Apesar da revogação, é preciso ficar atento aos novos contornos que a política de livros didáticos possa vir a assumir no atual governo. Em meio à polêmica, Eduardo Bolsonaro publicou um tuíte defendendo a revisão do conteúdo sobre a ditadura militar de 1964 nos livros didáticos, conforme noticiou a Folha.
Antes, em novembro, o Estadão já havia informado que as editoras de livros didáticos estavam preocupadas com as declarações de integrantes da equipe de Jair Bolsonaro sobre a necessidade de uma revisão bibliográfica dos livros didáticos.
Além disso, o UOL publicou que o coronel da reserva do Exército Sebastião Vitalino da Silva está cotado para assumir a coordenação de materiais didáticos da SEB, que coordena a avaliação.
Essas teses sobre eventuais mudanças do programa poderão se confirmar ou não no edital do PNLD 2021, que vai selecionar os livros para o ensino médio. A expectativa era que edital tivesse fosse lançado em 2018, mas ele ainda não foi publicado, então vale ficar de olho.
O PNLD é elogiado por especialistas por ter induzido a melhoria da qualidade dos livros didáticos brasileiros, que passaram a ter de seguir padrões de qualidade.

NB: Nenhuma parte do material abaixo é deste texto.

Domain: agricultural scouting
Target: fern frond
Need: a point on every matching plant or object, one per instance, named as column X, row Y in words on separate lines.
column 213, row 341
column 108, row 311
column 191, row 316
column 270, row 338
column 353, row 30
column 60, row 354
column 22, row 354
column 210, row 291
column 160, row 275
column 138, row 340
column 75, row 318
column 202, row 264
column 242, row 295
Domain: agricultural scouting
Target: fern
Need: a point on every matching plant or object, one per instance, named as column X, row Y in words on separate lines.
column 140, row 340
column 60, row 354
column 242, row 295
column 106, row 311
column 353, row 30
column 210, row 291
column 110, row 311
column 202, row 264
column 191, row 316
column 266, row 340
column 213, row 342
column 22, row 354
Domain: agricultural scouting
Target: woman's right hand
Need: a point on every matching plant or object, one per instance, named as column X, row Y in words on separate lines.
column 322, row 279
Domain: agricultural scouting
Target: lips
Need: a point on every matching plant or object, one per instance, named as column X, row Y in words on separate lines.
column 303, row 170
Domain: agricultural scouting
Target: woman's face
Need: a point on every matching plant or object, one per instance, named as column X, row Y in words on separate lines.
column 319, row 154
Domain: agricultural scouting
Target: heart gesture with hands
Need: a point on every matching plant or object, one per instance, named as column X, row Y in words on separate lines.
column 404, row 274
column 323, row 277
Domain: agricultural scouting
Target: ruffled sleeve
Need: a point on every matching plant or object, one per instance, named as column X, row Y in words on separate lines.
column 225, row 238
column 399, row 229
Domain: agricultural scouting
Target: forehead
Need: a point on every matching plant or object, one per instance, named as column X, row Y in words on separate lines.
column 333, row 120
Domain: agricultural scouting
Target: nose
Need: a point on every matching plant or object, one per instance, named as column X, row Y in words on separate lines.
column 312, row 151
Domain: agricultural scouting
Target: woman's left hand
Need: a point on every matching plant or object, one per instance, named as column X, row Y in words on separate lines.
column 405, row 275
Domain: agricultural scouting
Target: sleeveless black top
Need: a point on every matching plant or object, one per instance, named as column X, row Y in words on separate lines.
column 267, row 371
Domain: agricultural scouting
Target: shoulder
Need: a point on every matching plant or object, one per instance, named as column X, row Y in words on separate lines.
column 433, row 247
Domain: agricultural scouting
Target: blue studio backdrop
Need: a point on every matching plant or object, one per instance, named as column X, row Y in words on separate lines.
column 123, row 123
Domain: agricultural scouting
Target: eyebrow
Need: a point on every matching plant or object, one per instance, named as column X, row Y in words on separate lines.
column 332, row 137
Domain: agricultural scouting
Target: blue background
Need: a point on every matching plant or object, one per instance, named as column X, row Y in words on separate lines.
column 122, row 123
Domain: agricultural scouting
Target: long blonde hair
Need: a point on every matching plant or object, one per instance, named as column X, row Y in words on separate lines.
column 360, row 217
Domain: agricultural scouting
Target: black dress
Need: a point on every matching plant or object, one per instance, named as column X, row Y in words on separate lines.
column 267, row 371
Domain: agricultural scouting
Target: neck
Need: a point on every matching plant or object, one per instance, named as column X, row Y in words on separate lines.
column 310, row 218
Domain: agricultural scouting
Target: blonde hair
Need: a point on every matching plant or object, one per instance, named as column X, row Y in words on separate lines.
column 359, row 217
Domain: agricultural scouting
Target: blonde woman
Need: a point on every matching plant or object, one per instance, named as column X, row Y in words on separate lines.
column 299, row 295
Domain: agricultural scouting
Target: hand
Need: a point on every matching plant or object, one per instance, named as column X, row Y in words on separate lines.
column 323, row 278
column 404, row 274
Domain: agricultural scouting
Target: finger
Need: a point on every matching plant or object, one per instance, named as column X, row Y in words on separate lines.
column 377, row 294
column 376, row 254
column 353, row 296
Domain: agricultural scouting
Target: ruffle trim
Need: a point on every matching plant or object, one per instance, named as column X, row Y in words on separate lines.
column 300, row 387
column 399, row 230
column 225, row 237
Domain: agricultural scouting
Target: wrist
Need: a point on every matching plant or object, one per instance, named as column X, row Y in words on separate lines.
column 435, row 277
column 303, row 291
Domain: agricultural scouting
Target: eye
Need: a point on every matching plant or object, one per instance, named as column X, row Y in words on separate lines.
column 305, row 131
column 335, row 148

No entanto, existem críticas à tendência à padronização do conteúdo produzido pelas editoras que participam do processo, justamente por causa das regras dos editais. Há também quem aponte a exclusão de determinados temas ou o predomínio de um enfoque em detrimento de outros, além de uma influência das avaliações externas, como o Enem (Exame Nacional do Ensino Médio) nas obras, como apontam professores entrevistados nessa matéria da Nova Escola.